Part of going to SXSW is going to the parties.  After going to four different tech parties, one thing was clear the most important part for putting together a good party is the people you work with.  I am amazed at how many times people think of picking companies to do the work, and miss the point that is all about what people specific get assigned to the project.  A good or bad project manager can make all the difference in your schedule, budget and performance in a data center.  The same idea applies to many other complex things, like throwing a popular party.

One of the funnest parties was the Dyn party on Tues night at Cedar Street Courtyard.


The venue was the location for GroupMe and FourSquare as well, and my vote goes to the Dyn party with 11 live bands and an in crowd of tech and music people.

This party had lots of people.


Same venue opposite angle.

Which party would you like to be at? The first one or the Dyn one?


The Dyn party above had 11 live bands vs. the 1st one had a DJ with dancing audience.  The 2nd one had a bunch of the musicians hanging around to watch the headline act, Dawes.

Talking to some of the event people it was interesting to see how much work Dyn spent thinking about how to throw a good party at SXSW.  Here is a blog post from last year.

Last year, I flew to SXSW Interactive on a mission. I hit Austin, TX, to take it all in and see what campaign slogan of ours had more legs: ‘Tweet Nerdy To Me’ versus ‘DNS Is Sexy’.

I was also super excited to check out trailblazing people and brands from the Web congregate for five days of networking events, parties, schmoozing, boondoggling, drinking, BBq’ing and concert going. The truth is that it was an epic week of hanging with clients and partners like SimpleGeo, Twitter, Media Temple, Mashable and Revision3.

It was the center of the Internet universe and we were right in the middle of it. Well, almost…

The only problem? I was running around like a chicken with my head cut off, hustling but alone, rogue and tired with no event or home base of our own. I traveled with two great friends and Dyn supporters, who both agreed that our disruptive and unique company could make great noise at an event like this.

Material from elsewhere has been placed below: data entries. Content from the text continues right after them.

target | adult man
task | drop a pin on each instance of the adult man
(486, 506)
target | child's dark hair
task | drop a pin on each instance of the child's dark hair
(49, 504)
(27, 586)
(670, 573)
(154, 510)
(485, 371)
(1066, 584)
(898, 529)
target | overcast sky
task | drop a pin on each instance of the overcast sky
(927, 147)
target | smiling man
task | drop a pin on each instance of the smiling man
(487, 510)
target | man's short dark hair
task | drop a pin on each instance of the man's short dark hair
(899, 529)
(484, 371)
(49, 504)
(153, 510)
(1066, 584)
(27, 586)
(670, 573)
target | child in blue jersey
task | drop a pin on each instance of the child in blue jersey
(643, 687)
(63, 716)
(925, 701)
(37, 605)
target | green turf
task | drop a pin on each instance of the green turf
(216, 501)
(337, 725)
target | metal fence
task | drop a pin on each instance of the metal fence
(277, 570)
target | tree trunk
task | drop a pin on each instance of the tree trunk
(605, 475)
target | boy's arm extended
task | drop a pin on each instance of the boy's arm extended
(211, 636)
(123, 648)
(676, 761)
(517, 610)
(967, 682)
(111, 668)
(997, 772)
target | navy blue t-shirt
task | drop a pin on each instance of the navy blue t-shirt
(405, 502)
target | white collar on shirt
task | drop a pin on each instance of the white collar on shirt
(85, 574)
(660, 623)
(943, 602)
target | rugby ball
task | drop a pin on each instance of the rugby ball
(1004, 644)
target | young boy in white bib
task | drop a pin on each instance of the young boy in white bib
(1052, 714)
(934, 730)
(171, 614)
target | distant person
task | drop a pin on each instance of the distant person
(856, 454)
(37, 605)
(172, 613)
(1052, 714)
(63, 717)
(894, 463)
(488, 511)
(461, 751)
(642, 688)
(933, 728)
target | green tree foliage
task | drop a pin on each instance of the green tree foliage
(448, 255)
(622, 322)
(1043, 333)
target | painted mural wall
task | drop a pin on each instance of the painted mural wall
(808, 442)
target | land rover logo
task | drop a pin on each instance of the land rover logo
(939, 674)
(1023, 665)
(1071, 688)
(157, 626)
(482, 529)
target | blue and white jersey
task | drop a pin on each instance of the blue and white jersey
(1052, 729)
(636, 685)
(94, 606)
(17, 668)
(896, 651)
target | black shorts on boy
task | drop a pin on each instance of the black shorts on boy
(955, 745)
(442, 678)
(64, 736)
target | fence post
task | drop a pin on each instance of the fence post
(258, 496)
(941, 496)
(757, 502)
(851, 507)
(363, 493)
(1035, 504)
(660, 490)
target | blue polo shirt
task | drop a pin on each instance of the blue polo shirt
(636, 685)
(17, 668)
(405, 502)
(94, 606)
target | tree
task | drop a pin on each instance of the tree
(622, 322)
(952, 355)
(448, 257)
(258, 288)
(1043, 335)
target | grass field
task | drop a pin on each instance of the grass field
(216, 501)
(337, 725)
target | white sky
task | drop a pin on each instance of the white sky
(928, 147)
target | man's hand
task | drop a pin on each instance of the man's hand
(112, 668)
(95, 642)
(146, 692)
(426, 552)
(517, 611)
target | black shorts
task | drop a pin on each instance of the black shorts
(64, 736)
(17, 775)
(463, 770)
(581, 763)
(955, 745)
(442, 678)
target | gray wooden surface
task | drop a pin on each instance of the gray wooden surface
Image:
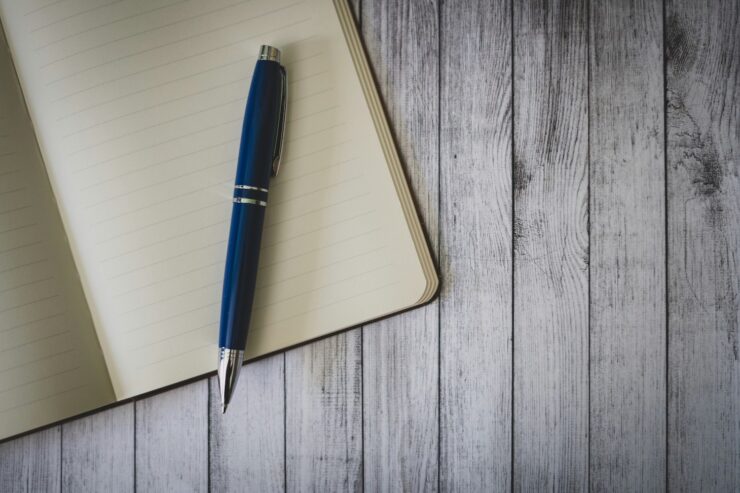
(577, 166)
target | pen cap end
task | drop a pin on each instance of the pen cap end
(268, 52)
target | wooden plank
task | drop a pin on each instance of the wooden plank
(324, 415)
(400, 354)
(323, 398)
(98, 451)
(627, 268)
(172, 440)
(247, 448)
(550, 246)
(31, 463)
(703, 139)
(475, 241)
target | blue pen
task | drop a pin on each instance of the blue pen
(259, 159)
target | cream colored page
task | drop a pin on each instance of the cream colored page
(50, 364)
(138, 107)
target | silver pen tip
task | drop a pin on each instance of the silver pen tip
(229, 365)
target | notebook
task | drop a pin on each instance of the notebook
(119, 128)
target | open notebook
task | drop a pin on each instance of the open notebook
(116, 176)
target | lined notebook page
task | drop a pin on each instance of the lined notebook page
(138, 108)
(50, 364)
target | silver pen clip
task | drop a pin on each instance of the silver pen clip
(281, 132)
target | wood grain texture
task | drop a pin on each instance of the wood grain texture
(98, 451)
(627, 247)
(323, 398)
(247, 444)
(172, 440)
(550, 246)
(32, 463)
(703, 123)
(324, 415)
(401, 355)
(475, 246)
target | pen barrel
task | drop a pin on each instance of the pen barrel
(259, 147)
(240, 278)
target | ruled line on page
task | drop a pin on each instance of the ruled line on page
(177, 60)
(46, 356)
(321, 306)
(219, 280)
(105, 24)
(149, 324)
(158, 163)
(72, 16)
(28, 303)
(41, 379)
(160, 261)
(57, 394)
(29, 322)
(210, 324)
(162, 101)
(213, 322)
(164, 280)
(42, 8)
(153, 184)
(34, 341)
(25, 284)
(159, 144)
(189, 38)
(140, 130)
(179, 235)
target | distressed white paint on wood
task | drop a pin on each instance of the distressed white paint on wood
(98, 451)
(703, 120)
(550, 246)
(475, 245)
(627, 246)
(400, 355)
(247, 445)
(31, 463)
(323, 397)
(323, 405)
(172, 440)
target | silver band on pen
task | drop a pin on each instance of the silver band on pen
(244, 200)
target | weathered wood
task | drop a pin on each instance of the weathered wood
(31, 463)
(323, 406)
(550, 246)
(627, 247)
(703, 138)
(247, 446)
(172, 440)
(400, 355)
(475, 245)
(323, 396)
(98, 451)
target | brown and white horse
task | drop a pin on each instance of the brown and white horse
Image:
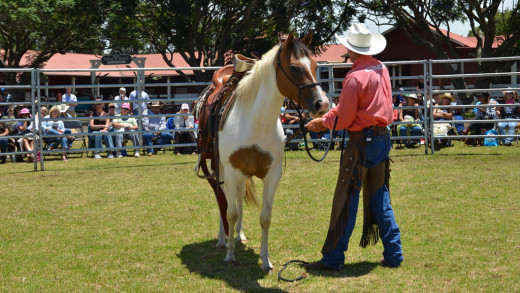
(251, 141)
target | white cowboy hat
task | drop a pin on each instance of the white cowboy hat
(63, 108)
(362, 41)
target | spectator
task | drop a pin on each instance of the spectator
(26, 128)
(99, 125)
(482, 113)
(126, 123)
(136, 105)
(70, 99)
(121, 97)
(4, 131)
(64, 111)
(111, 112)
(509, 111)
(56, 127)
(442, 114)
(184, 122)
(410, 115)
(152, 121)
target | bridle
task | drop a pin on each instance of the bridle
(300, 111)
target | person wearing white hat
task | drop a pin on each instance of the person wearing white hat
(509, 111)
(121, 97)
(184, 121)
(70, 99)
(365, 110)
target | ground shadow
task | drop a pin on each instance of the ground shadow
(204, 259)
(349, 270)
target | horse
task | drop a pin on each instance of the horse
(251, 139)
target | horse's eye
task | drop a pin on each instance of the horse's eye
(296, 69)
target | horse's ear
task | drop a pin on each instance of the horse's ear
(290, 40)
(307, 39)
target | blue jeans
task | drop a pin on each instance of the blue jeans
(377, 151)
(147, 137)
(56, 141)
(3, 144)
(511, 130)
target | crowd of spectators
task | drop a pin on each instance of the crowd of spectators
(112, 126)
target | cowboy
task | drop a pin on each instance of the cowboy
(365, 110)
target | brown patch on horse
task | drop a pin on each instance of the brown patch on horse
(251, 161)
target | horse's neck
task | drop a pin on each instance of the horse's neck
(265, 109)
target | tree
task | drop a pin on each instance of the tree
(202, 31)
(40, 29)
(421, 21)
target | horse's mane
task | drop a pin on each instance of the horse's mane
(249, 85)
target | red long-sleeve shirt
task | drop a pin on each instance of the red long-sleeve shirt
(366, 97)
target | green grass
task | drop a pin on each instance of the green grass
(149, 225)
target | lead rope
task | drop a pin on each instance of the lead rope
(302, 276)
(304, 133)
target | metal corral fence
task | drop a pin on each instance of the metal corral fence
(329, 75)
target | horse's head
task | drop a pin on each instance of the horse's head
(296, 75)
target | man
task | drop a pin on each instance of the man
(121, 97)
(365, 110)
(184, 122)
(126, 123)
(152, 121)
(134, 96)
(70, 99)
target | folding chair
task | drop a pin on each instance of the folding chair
(76, 127)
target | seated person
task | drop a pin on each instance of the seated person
(4, 131)
(440, 114)
(99, 125)
(25, 128)
(481, 113)
(126, 123)
(410, 115)
(184, 122)
(55, 127)
(152, 121)
(509, 111)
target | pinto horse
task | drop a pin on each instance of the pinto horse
(251, 139)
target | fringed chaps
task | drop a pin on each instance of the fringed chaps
(351, 174)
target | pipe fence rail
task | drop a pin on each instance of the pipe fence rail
(425, 73)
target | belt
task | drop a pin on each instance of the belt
(375, 129)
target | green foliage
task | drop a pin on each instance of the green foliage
(48, 27)
(150, 225)
(202, 31)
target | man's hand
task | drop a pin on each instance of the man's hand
(316, 125)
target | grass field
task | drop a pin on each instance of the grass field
(149, 225)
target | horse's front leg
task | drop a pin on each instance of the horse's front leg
(241, 237)
(270, 184)
(234, 188)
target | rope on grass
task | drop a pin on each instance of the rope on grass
(302, 276)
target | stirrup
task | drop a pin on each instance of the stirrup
(197, 170)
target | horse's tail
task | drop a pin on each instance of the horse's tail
(251, 192)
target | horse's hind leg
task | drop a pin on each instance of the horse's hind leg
(241, 237)
(221, 244)
(233, 187)
(270, 184)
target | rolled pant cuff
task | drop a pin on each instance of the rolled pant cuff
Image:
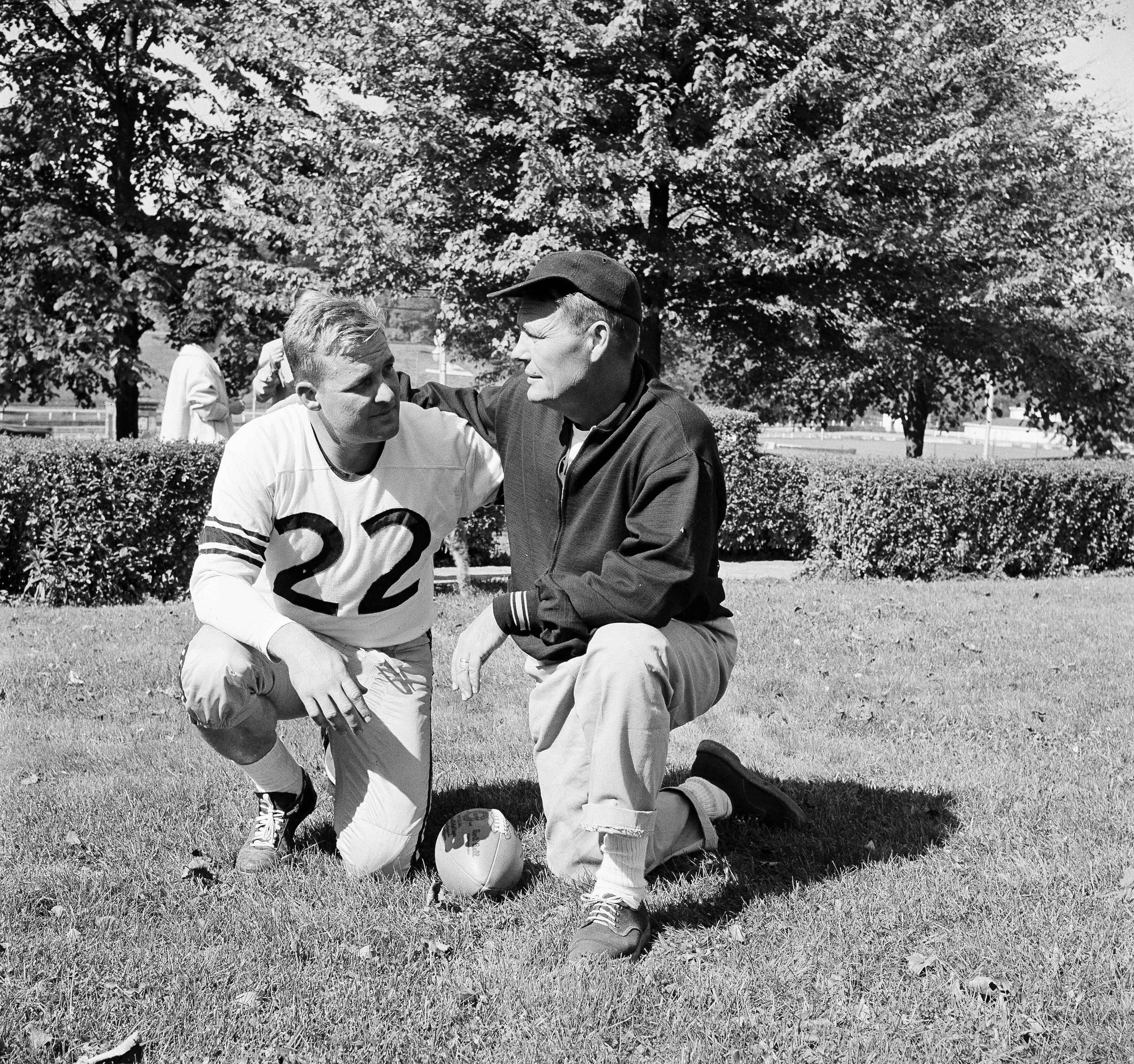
(616, 821)
(707, 828)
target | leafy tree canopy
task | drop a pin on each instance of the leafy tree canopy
(853, 205)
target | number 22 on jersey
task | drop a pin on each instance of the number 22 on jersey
(376, 601)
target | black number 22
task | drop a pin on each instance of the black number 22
(376, 599)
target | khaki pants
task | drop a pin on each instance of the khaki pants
(600, 730)
(383, 774)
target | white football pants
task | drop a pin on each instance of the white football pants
(383, 774)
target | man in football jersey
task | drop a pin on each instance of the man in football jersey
(614, 497)
(315, 586)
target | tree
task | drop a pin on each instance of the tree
(973, 229)
(114, 161)
(853, 205)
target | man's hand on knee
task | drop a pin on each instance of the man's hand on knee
(320, 679)
(476, 646)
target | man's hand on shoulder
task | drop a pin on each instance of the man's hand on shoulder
(476, 646)
(320, 679)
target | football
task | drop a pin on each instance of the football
(479, 852)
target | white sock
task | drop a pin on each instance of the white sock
(276, 771)
(623, 868)
(714, 803)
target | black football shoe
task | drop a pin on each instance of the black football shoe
(281, 812)
(752, 794)
(610, 930)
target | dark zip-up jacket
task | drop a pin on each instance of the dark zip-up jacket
(630, 536)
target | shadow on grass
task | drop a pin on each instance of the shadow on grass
(851, 826)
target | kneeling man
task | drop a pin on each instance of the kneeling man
(315, 584)
(614, 496)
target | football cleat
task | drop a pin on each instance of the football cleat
(281, 812)
(610, 930)
(752, 794)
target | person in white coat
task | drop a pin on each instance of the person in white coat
(198, 408)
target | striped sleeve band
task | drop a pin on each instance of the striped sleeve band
(516, 613)
(225, 538)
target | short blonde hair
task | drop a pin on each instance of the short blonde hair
(325, 326)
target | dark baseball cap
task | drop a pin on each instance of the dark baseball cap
(604, 280)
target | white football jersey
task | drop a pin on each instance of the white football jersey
(350, 558)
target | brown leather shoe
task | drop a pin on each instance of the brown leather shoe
(278, 816)
(610, 930)
(752, 794)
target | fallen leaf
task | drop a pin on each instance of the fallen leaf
(125, 1047)
(40, 1041)
(198, 868)
(983, 986)
(436, 948)
(918, 964)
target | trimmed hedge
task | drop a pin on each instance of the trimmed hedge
(103, 523)
(921, 520)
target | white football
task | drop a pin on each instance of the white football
(479, 852)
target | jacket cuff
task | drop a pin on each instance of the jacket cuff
(515, 613)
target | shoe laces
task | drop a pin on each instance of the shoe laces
(604, 909)
(270, 823)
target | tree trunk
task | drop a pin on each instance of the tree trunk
(656, 283)
(126, 112)
(915, 417)
(126, 400)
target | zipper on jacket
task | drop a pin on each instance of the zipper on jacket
(563, 498)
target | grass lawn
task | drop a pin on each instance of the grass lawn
(964, 751)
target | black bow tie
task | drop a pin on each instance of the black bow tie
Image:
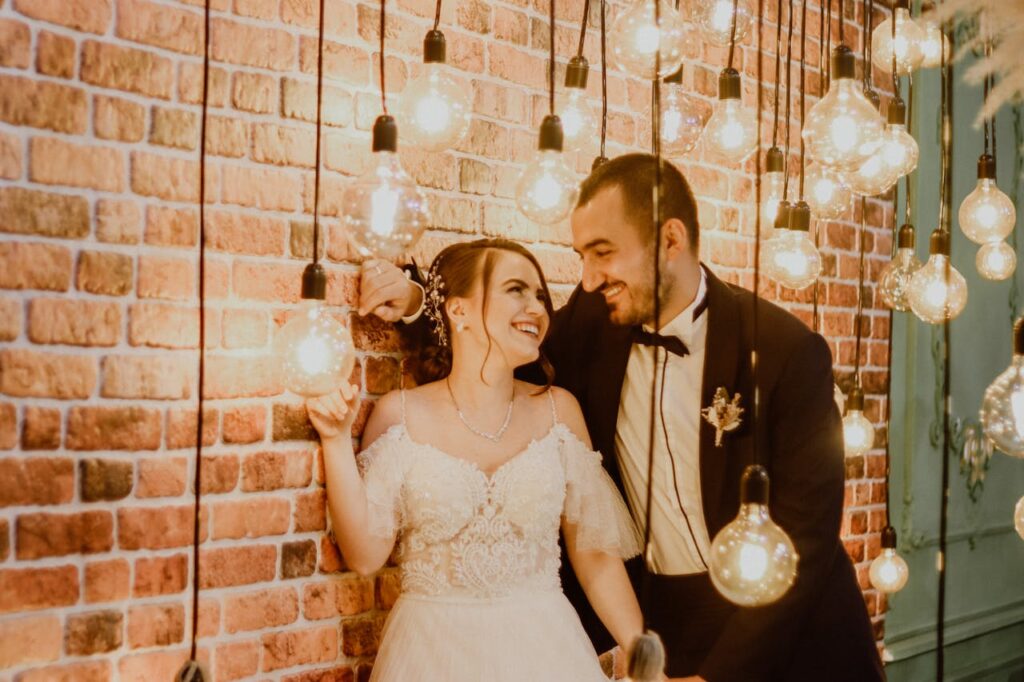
(671, 343)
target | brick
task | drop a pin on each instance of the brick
(56, 162)
(119, 119)
(87, 15)
(264, 608)
(243, 233)
(175, 128)
(252, 46)
(74, 323)
(162, 478)
(55, 55)
(238, 565)
(107, 581)
(171, 226)
(57, 535)
(32, 589)
(127, 69)
(24, 265)
(30, 640)
(42, 428)
(164, 177)
(155, 527)
(118, 221)
(270, 471)
(298, 559)
(160, 26)
(243, 425)
(36, 481)
(30, 212)
(43, 104)
(156, 625)
(299, 647)
(161, 574)
(33, 374)
(15, 48)
(113, 428)
(104, 479)
(104, 272)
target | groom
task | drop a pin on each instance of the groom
(600, 345)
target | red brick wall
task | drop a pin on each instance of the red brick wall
(99, 329)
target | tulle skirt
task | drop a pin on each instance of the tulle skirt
(535, 636)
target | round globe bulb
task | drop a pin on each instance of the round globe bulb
(434, 111)
(315, 351)
(714, 18)
(636, 38)
(909, 36)
(547, 189)
(987, 214)
(995, 260)
(889, 571)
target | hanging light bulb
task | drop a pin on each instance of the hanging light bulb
(1003, 406)
(889, 571)
(987, 214)
(894, 282)
(315, 351)
(385, 212)
(908, 39)
(753, 561)
(731, 132)
(714, 18)
(827, 195)
(547, 189)
(995, 260)
(858, 434)
(636, 38)
(843, 128)
(791, 256)
(434, 111)
(933, 45)
(772, 185)
(938, 291)
(577, 114)
(682, 118)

What became clear as I listened to the 11 live band line-up and chatting with the folks there, there was a lot of time spent to make sure the right people worked on the event.  A typical approach would be to pick a budget, pick a venue, and allocate the money to support the event.  A smarter approach is to find the people who have hosted many events at the venue and at SXSW and ask "what works?"  What does it take to pull off an awesome event that people will twitter about?  Then, you look at your budget and see if there is good value.  If it is a good event, it is much easier to get sponsors to support the event.

One recurring theme even in data center discussions is getting the right people. People who understand how important people are to the solution are much easier to work with.